Cimi (Indigenist Missionary Council), a body linked to the CNBB (National Conference of Bishops of Brazil), released a note this Wednesday (26) to officially take a stand against the reelection of President Jair Bolsonaro (PL).
“Preventing the reelection of the current president is a historic task for those who defend democracy and diversity”, says the council.
Without mentioning the name of Luiz Inácio Lula da Silva, PT candidate for the Presidency of the Republic, Cimi affirms that it is on the side of “people who fight for the construction of an alternative to the present government and for the defense of a more just, egalitarian and plural, based on the constitutional pact established in 1988”.
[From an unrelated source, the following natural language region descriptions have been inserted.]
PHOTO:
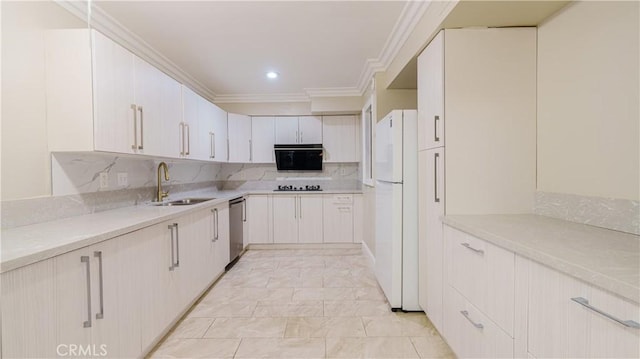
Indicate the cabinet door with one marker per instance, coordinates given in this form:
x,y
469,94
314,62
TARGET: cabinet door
x,y
29,313
87,296
338,219
239,138
558,326
263,139
113,90
130,283
286,130
221,243
156,312
192,110
220,153
259,219
310,129
159,111
285,219
431,95
430,237
310,221
339,138
470,333
484,274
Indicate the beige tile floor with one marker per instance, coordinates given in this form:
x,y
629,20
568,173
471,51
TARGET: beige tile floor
x,y
300,304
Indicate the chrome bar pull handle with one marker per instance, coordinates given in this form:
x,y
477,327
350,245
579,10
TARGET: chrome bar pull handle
x,y
217,226
173,258
467,245
213,222
135,127
186,125
244,209
141,147
177,245
85,259
181,130
627,323
436,157
98,254
212,152
466,315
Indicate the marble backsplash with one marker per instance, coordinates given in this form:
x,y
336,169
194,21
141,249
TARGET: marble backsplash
x,y
617,214
77,173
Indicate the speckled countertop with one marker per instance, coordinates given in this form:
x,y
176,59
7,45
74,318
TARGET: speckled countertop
x,y
25,245
605,258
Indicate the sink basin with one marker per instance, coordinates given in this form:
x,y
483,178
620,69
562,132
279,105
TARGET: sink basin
x,y
182,202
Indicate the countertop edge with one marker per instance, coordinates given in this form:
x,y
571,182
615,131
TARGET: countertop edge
x,y
175,211
588,275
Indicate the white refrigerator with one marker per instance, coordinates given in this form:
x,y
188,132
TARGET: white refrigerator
x,y
396,174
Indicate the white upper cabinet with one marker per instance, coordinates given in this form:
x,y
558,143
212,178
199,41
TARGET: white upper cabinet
x,y
203,130
113,91
286,130
239,138
219,133
263,139
103,98
158,99
431,95
298,130
340,138
310,129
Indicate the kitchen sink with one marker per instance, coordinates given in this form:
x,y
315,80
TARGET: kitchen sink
x,y
182,202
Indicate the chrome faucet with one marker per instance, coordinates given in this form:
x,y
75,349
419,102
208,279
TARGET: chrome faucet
x,y
161,195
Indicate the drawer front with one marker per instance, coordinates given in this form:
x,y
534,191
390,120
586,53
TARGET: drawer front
x,y
484,274
470,333
468,265
342,199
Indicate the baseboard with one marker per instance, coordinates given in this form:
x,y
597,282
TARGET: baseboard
x,y
266,246
370,256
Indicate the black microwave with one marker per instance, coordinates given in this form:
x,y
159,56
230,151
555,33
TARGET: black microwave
x,y
306,157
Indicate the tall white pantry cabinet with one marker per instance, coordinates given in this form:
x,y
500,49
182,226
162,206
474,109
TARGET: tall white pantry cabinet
x,y
477,92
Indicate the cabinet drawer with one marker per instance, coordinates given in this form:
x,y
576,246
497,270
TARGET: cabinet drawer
x,y
484,274
342,198
470,333
569,318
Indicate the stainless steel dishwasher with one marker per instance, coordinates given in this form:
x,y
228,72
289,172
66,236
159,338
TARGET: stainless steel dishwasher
x,y
237,217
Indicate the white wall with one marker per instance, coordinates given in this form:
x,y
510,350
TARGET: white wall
x,y
25,158
588,100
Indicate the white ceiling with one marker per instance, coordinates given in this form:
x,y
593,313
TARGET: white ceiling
x,y
227,46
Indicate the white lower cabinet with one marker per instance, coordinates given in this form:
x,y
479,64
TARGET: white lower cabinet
x,y
559,326
218,256
29,316
498,304
338,218
470,333
479,297
297,218
259,219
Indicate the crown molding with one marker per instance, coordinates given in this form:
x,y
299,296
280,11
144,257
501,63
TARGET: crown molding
x,y
103,22
261,98
333,92
98,19
411,14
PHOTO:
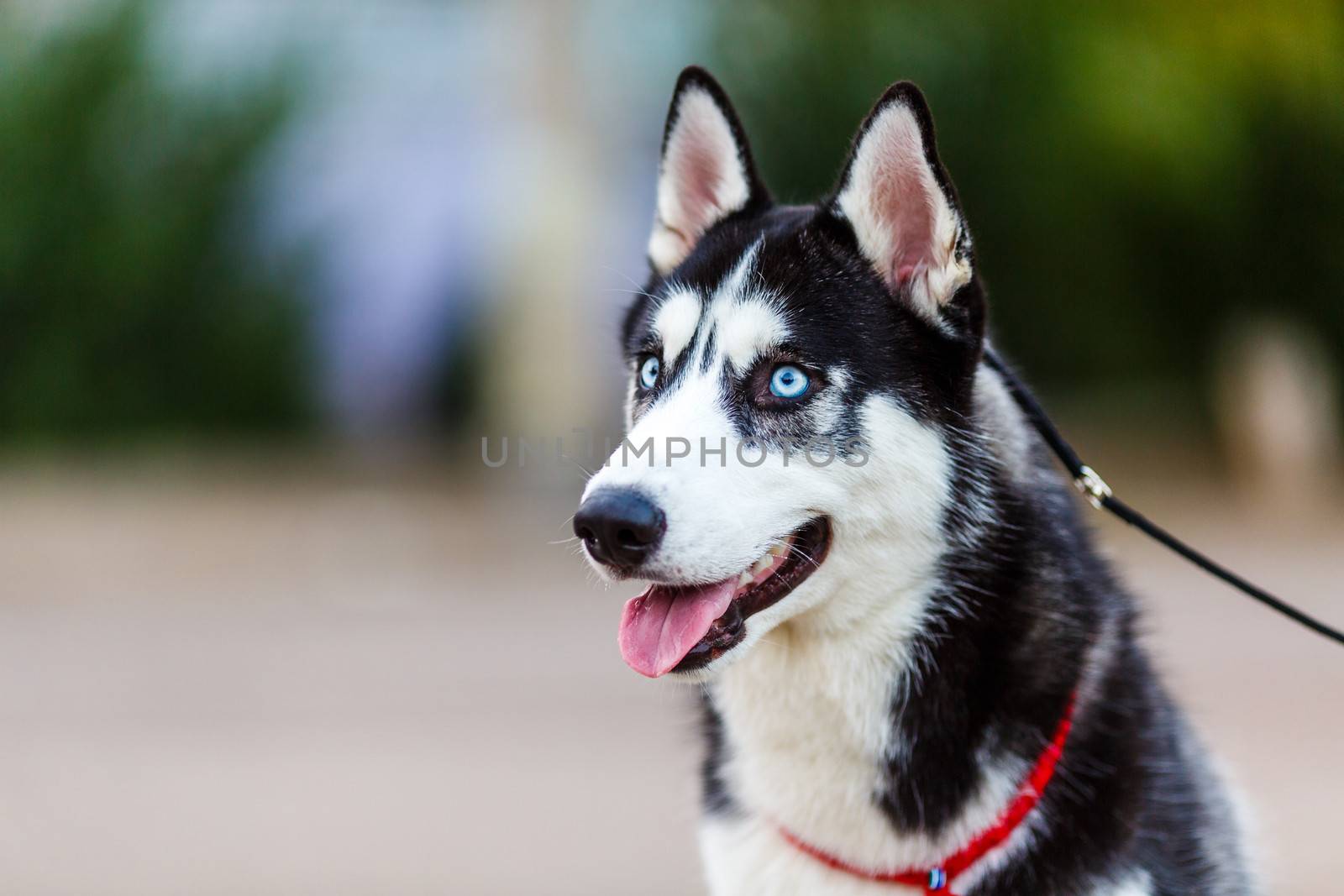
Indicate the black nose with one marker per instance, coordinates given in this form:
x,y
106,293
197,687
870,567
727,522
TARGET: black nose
x,y
620,527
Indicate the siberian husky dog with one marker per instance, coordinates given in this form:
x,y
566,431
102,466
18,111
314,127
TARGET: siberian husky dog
x,y
917,672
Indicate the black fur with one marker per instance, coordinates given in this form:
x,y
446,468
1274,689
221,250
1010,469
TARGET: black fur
x,y
1028,613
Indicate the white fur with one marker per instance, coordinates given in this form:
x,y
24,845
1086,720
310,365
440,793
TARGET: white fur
x,y
675,322
701,181
902,219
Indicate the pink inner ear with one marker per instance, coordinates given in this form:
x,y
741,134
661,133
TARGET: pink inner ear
x,y
698,170
902,201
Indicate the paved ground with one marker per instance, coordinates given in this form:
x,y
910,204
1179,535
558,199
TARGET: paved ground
x,y
296,683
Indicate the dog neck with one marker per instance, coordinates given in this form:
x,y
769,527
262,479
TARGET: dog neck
x,y
897,738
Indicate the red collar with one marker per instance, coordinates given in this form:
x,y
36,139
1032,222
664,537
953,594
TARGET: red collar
x,y
940,876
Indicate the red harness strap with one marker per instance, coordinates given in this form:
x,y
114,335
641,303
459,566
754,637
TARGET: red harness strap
x,y
938,878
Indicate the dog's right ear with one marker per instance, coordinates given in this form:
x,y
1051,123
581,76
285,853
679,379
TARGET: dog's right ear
x,y
706,172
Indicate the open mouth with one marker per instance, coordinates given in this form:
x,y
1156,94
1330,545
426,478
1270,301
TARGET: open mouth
x,y
679,627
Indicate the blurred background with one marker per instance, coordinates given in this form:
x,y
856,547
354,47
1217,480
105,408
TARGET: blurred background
x,y
270,271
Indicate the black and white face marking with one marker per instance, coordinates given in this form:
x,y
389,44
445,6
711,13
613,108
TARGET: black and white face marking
x,y
931,609
848,329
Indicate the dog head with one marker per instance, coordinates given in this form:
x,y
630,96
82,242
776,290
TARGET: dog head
x,y
796,375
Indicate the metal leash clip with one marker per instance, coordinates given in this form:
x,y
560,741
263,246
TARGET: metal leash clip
x,y
1092,485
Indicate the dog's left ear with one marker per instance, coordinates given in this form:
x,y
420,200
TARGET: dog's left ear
x,y
902,207
706,172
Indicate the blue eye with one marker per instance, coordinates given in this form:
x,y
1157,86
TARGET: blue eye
x,y
649,371
788,382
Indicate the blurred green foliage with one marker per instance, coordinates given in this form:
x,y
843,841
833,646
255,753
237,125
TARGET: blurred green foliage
x,y
128,302
1136,176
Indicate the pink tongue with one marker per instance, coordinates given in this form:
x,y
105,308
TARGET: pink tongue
x,y
662,625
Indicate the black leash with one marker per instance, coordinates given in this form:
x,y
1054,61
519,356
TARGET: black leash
x,y
1101,496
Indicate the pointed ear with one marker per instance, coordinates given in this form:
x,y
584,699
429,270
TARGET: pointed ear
x,y
900,204
706,172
Among the justifications, the organization claims that indigenous peoples are experiencing an unprecedented context of attacks against their constitutional rights, their territories and their very existence.
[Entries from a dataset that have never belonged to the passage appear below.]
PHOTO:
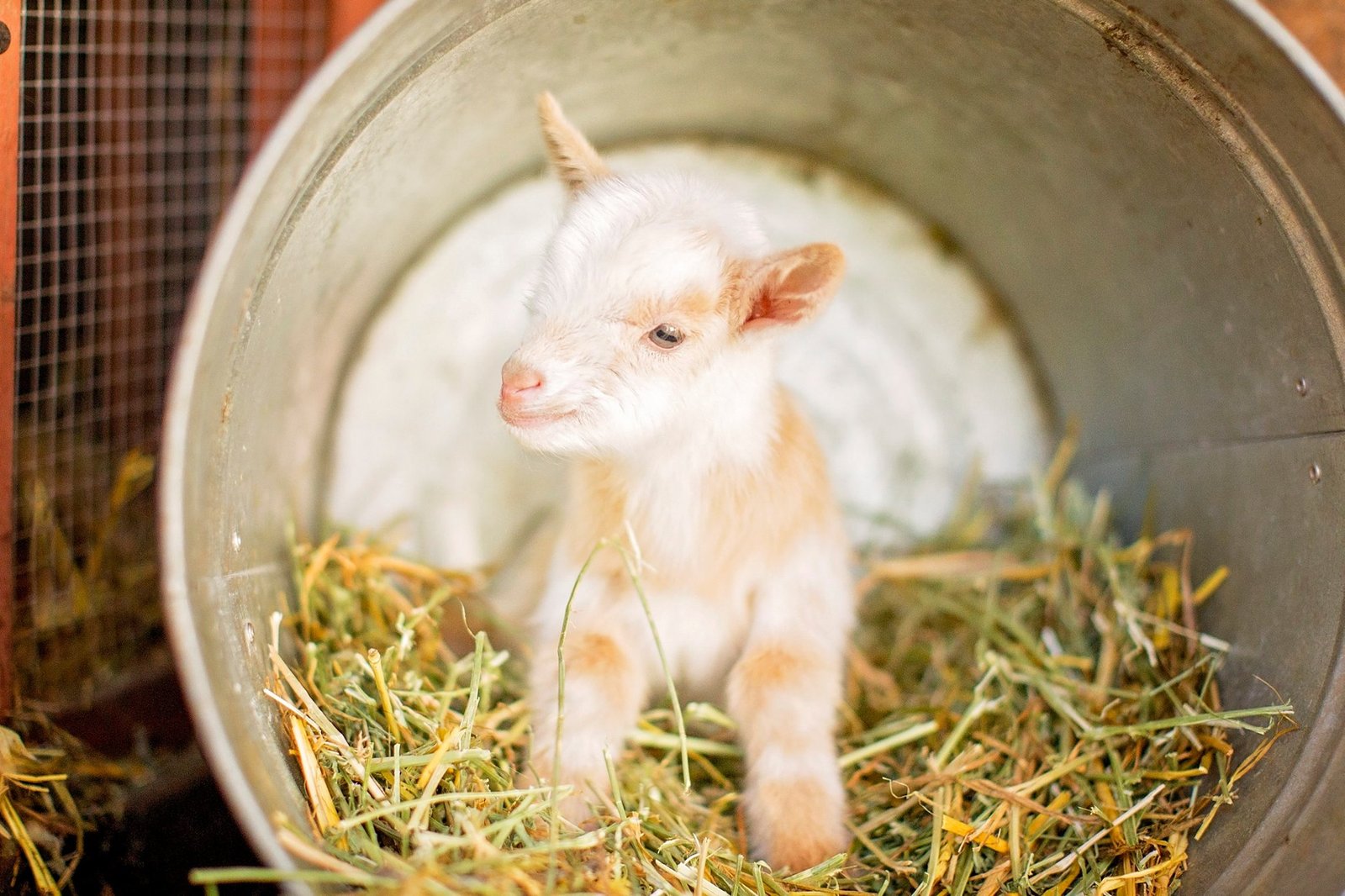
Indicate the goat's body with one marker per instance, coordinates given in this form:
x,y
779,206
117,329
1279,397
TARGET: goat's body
x,y
746,573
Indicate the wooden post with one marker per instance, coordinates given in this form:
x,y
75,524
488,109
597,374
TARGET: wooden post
x,y
10,69
343,17
1321,26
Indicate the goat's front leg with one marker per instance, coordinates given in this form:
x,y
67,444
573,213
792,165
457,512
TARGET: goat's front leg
x,y
603,694
784,694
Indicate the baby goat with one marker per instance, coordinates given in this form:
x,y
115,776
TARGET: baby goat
x,y
650,365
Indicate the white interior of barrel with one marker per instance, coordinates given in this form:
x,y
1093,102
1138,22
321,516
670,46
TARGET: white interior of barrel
x,y
912,377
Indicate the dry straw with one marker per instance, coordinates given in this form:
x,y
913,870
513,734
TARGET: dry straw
x,y
1031,709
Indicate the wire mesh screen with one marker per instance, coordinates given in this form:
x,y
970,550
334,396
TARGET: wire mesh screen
x,y
136,120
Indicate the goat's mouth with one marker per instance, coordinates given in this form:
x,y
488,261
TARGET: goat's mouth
x,y
518,419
“Since the 2018 presidential campaign, when he promised not to demarcate an inch of land to native peoples, the current president has made an anti-indigenous stance one of his hallmarks,” the note reads.
Cimi cites the presentation of bills and the edition of measures that try to make the recognition of indigenous territories unfeasible and hand over demarcated lands to companies, landowners and invaders.
It also points to the dismantling of mechanisms for territorial protection, environmental inspection and assistance to indigenous communities.
“The distortion to which Funai (National Indian Foundation) was subjected shows the true kidnapping of the Brazilian State and its institutions, which began to be attacked and corroded from within”, says the manifesto.
The report Violence Against Indigenous Peoples in Brazil, released by Cimi in August, shows that Brazil recorded 305 cases of invasion, illegal exploitation and damage to 226 indigenous lands in 22 states in 2021, a record. The total represents an increase of 180% compared to 2018 numbers, the last one before the beginning of Bolsonaro’s administration.
For the council, instead of acting as a mediator and defender of public goods, the president used all the instruments at his disposal to hand over the heritage of indigenous peoples to private interest groups.
Cimi claims that court decisions, civil society reactions and indigenous resistance prevented Bolsonaro from being fully successful in this project.
The willingness to coup and admiration for authoritarian regimes are also cited as motivation for the note against reelection.